Saturation effect, susceptibility artifact, and loss of signal due to turbulent flow are less in the CE MRA than in the TOF MRA. However, venous contamination and contrast enhancement of the vessel wall can result in false positive findings with regard to recurrent aneurysms. Thrombosed aneurysms can be mistaken for residual aneurysm filling due to T1 shortening.11 We avoided this pitfall and minimized venous contamination by dynamic imaging and by subtracting pre-contrast images from post-contrast images.

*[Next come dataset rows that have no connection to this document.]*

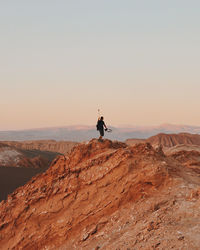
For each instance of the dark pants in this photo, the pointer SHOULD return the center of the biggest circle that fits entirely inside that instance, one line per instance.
(101, 131)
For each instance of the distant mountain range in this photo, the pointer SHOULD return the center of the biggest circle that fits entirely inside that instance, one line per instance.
(83, 133)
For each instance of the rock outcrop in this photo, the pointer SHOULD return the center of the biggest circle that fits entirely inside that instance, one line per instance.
(105, 195)
(171, 140)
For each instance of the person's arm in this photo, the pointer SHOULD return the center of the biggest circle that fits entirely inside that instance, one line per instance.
(105, 125)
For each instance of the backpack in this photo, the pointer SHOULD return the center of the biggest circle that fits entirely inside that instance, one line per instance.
(97, 126)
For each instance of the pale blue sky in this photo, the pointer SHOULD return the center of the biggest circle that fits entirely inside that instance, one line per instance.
(62, 60)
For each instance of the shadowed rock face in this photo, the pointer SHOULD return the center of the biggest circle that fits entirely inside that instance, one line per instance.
(171, 140)
(62, 147)
(105, 195)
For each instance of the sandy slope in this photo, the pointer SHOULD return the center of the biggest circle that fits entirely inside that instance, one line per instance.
(106, 195)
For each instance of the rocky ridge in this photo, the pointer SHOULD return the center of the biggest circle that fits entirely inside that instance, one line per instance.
(106, 195)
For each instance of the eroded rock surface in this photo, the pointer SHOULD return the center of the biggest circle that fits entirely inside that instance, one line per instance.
(106, 195)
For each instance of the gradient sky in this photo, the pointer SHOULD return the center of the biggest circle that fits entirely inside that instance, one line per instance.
(138, 61)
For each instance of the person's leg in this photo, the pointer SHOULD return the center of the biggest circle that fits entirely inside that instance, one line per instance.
(101, 134)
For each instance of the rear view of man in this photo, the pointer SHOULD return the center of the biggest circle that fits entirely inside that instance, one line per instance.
(100, 126)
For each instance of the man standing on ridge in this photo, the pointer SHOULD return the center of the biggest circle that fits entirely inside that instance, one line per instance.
(100, 126)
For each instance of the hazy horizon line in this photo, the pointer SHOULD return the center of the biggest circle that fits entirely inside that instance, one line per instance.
(82, 126)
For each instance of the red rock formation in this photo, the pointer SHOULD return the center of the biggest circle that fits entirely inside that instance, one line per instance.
(62, 147)
(171, 140)
(105, 195)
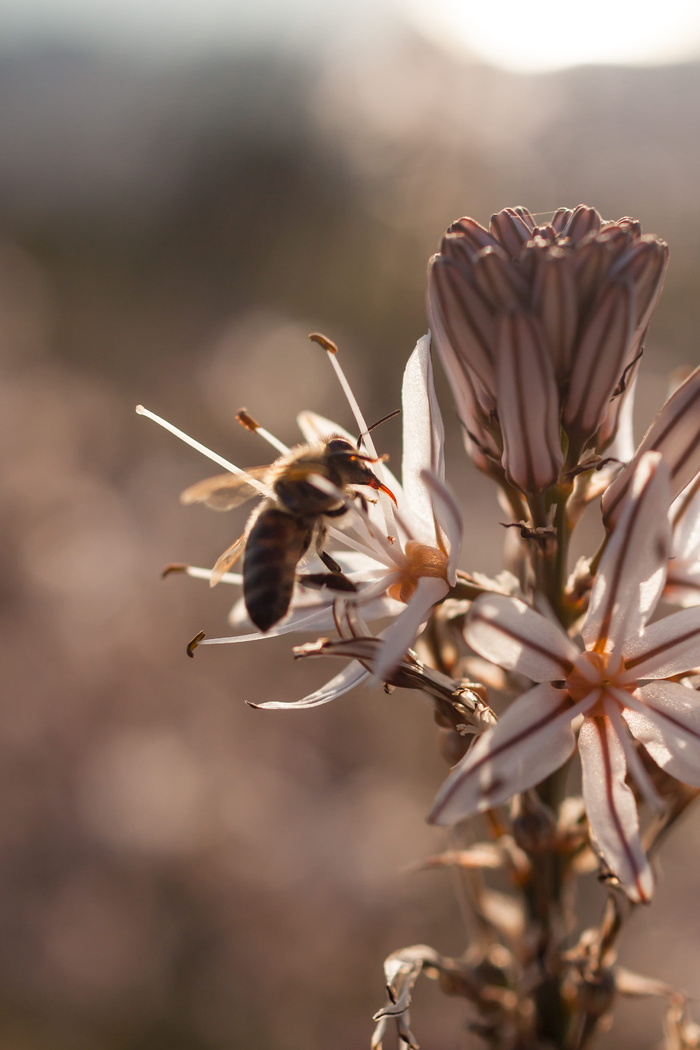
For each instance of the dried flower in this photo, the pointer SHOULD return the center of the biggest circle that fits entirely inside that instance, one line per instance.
(620, 684)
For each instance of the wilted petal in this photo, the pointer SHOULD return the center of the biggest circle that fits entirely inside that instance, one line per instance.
(528, 404)
(667, 723)
(611, 807)
(669, 647)
(509, 633)
(632, 570)
(423, 440)
(348, 678)
(532, 739)
(405, 628)
(676, 434)
(599, 360)
(298, 620)
(447, 525)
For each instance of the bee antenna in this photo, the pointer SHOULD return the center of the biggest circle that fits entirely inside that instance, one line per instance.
(390, 415)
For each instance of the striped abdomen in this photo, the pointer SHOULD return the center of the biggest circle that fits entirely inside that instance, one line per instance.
(276, 543)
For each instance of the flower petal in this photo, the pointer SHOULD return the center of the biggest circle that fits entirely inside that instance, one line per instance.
(348, 678)
(423, 441)
(532, 739)
(669, 647)
(448, 520)
(405, 628)
(511, 634)
(528, 404)
(667, 723)
(611, 807)
(633, 568)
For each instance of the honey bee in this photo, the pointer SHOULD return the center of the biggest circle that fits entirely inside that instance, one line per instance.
(289, 522)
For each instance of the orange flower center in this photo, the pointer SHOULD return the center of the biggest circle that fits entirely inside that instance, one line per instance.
(595, 671)
(419, 561)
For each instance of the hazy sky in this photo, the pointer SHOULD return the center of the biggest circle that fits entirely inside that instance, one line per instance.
(515, 34)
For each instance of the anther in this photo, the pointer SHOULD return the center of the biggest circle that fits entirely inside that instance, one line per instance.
(173, 567)
(191, 646)
(323, 341)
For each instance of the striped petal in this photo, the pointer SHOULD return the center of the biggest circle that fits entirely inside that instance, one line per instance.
(611, 807)
(599, 360)
(528, 404)
(669, 647)
(676, 434)
(403, 631)
(348, 678)
(509, 633)
(532, 739)
(632, 570)
(423, 440)
(447, 521)
(667, 723)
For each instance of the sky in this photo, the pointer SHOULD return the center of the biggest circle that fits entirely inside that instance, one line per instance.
(535, 36)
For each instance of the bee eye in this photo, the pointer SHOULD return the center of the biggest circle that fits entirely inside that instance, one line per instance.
(339, 446)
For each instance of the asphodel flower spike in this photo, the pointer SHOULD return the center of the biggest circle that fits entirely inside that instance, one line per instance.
(622, 683)
(538, 327)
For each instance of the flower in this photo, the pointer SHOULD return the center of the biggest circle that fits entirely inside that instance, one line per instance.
(675, 433)
(401, 563)
(406, 578)
(619, 685)
(538, 328)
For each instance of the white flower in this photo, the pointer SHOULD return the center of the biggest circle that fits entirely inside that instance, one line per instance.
(620, 684)
(401, 563)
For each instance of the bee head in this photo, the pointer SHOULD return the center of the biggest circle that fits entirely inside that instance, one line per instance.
(353, 466)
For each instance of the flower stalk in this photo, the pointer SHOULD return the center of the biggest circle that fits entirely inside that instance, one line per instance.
(566, 696)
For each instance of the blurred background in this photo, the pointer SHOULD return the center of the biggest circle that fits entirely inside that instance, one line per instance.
(187, 189)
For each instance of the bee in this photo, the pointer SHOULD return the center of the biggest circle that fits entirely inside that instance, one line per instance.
(289, 522)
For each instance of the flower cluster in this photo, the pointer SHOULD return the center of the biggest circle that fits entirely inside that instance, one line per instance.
(541, 328)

We believe that the factors which make it difficult to detect in-stent signals are related to the small pore size of LBS and the high surface coverage ratio,26 the smaller parent artery (<3 mm) size, and the two longitudinal radio-opaque platinum markers of the LBS. We also think that the new version of the LVIS Jr. stent, the LVIS Blue, which has specifications that are very similar to the LBS, will demonstrate similar imaging characteristics, except for the markers at both ends, which may cause further signal degradation.

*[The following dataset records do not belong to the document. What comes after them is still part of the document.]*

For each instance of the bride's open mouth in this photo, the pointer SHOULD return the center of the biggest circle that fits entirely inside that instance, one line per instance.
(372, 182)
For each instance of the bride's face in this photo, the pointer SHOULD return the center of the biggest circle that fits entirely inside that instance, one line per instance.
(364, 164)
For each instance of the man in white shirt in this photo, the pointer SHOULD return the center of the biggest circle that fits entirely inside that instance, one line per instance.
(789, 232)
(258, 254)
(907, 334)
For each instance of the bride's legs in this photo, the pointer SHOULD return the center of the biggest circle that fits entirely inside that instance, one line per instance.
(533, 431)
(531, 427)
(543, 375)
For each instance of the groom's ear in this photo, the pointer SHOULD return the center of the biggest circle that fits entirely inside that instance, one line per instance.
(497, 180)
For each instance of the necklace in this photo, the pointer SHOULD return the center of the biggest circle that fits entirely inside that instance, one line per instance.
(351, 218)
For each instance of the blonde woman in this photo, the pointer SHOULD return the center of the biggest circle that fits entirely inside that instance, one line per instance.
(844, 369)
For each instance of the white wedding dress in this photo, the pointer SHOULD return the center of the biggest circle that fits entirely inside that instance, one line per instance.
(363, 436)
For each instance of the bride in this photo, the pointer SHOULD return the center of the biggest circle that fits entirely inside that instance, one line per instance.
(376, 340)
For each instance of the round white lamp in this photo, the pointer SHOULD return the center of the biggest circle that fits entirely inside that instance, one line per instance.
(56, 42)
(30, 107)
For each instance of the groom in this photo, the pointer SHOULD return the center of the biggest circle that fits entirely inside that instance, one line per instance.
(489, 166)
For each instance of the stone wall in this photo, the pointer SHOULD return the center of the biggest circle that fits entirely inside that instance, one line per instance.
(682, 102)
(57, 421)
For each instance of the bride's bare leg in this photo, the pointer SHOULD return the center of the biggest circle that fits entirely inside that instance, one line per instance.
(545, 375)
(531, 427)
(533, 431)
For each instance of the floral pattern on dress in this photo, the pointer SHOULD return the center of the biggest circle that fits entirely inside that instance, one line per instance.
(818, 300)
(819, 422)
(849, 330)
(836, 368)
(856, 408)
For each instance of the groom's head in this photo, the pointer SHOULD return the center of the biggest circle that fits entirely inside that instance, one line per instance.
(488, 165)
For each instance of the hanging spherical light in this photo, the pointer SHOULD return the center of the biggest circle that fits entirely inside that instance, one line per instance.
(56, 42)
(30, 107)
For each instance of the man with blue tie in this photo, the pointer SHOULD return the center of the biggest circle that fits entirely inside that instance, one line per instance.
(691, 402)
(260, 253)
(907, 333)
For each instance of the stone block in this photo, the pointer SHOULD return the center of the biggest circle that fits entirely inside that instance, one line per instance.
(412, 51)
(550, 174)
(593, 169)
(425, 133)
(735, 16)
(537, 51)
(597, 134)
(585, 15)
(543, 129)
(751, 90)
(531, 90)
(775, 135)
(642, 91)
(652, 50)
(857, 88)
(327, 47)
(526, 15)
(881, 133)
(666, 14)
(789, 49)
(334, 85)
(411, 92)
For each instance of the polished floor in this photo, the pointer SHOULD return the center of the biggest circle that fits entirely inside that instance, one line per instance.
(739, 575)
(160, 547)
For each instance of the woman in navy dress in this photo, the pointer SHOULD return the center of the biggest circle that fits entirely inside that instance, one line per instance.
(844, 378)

The present study had some limitations. First, the sample size was small. Second, the data were collected retrospectively. Third, 3D DSA, which may be better than two-dimensional DSA for follow-up,27,28 was not obtained routinely. Finally, susceptibility artifacts differ among different coil types; this factor may potentially alter luminal visibility adversely with MRA when certain coils are used. Nevertheless, our study sheds light on the applicability of MRA for the follow-up of aneurysms treated with mini-braided stents, which are becoming the mainstay of endovascular treatment of bifurcation aneurysms, and sets a benchmark to which other types of mini stents can be compared during follow-up.
Conclusions
Both TOF and CE MRA techniques have strong concordance with DSA for the detection of aneurysm occlusion status when used to evaluate aneurysms coiled by LBS assistance and can be used for follow-up of aneurysms treated with LBS-assisted coil embolization. CE MRA can be used as a first-line noninvasive imaging modality in the follow-up, due to its superiority to TOF MRA with respect to the visualization of the in-stent signal.
Declaration of conflicting interests
The authors declared no potential conflicts of interest with respect to the research, authorship, and/or publication of this article.
Funding
The authors received no financial support for the research, authorship, and/or publication of this article.